На него волной нахлынули воспоминания, которые, как ему казалось, он давно уже оставил в прошлом. Как часто его посещало чувство, что что-то не в порядке? Когда он был маленьким, он был убежден, что в доме живет еще кто-то невидимый, кто сожрет его, если он станет его искать или спрашивать о нем. А этот сон, который снился ему много лет подряд: в нем всегда оказывалось, что его вещи ему не принадлежали и он должен отдать их кому-то, не имеющему лица.
Глубоко внутри он все это время знал правду.
Они прошли к микроавтобусу с тремя рядами кресел. Вольфганг и Свеня сели сзади, родители спереди, каждого из них сопровождал полицейский. Долгая поездка по берлинским деловым районам проходила в соответствующей моменту тишине. Комиссар Нольтинг сидел спереди, рядом с водителем, держал на коленях карманный компьютер и работал с какими-то файлами или письмами.
Вольфганг внимательно смотрел на свою мать. Она глядела прямо перед собой, белая как простыня. Казалось, она почти не дышала.
Они ехали медленно, от одной пробки к другой, мимо строительных работ и ненадолго задерживающих их светофоров. Пассажиры одного автобуса смотрели на них с особым любопытством, две женщины, казалось, узнали Вольфганга, они показывали на него и оживленно беседовали. Он отвернулся и погрузился в созерцание фасадов старинных домов.
– Зачем вам вообще нужна мигалка на крыше? – ядовито поинтересовался отец.
– На крайний случай, – не поднимая глаз, ответил комиссар Нольтинг.
Они ехали в наступающих сумерках. Когда они наконец прибыли к институту биотехнологий, было уже темно, работало уличное освещение и на парковке и рядом с домами горели фонари.
– Здесь совсем ничего не изменилось, – неожиданно заметил отец Вольфганга и приник к окну, изучая уличный пейзаж. – Все выглядит так же, как двадцать лет назад.
Казалось, он даже забыл, с какой целью они здесь оказались, просто оглядывался вокруг с искренним любопытством и покачивал головой.
– Ты только посмотри, Юлия. Все как тогда, как будто мы перенеслись во времени. Даже граффити на сарае с велосипедами остались те же, разве что чуть пообросли плющом.
Как ни странно, он обернулся к Вольфгангу, показал ему рукой на одноэтажную пристройку рядом с высоким главным зданием института, покрытым тонкими металлическими пластами, и сказал таким тоном, как будто все это был только развлекательный семейный выезд:
– Там находится звериный заповедник.

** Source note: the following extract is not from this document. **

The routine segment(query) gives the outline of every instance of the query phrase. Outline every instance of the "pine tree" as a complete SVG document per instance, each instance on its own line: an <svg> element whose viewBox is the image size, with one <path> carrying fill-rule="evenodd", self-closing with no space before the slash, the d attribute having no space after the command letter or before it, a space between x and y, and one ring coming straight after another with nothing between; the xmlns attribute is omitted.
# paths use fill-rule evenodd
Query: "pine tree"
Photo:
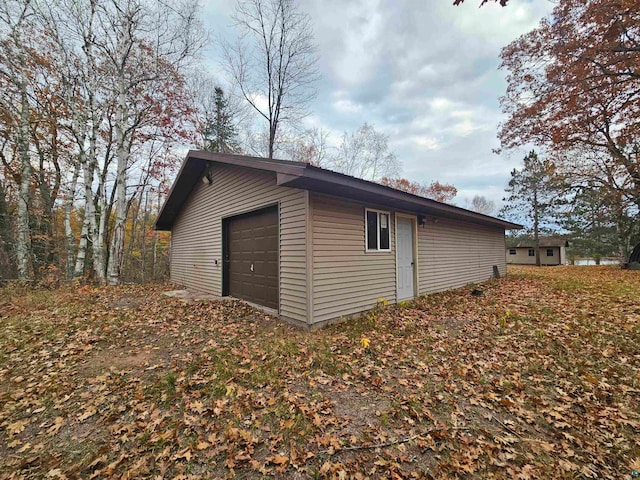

Все звери, начиная с лабораторных мышей и заканчивая человекообразными обезьянами. Чистый зоопарк. А видишь там, наверху, на пятом этаже, два маленьких окошка, в которых горит свет? Левое из них было тогда моим кабинетом. Или…? – Он еще раз сосчитал темные окна и подтверждающе кивнул. – Да, точно. Тесная каморка, которую мне еще приходилось с кем-нибудь делить. Изолятор научного познания, так мы ее называли. А видишь пристройку с другой стороны? С переходом на втором этаже? Там находятся морозильные камеры, в которых хранится все. Сперматозоиды, яйцеклетки, образцы тканей, бесчисленное количество эмбрионов, просто все.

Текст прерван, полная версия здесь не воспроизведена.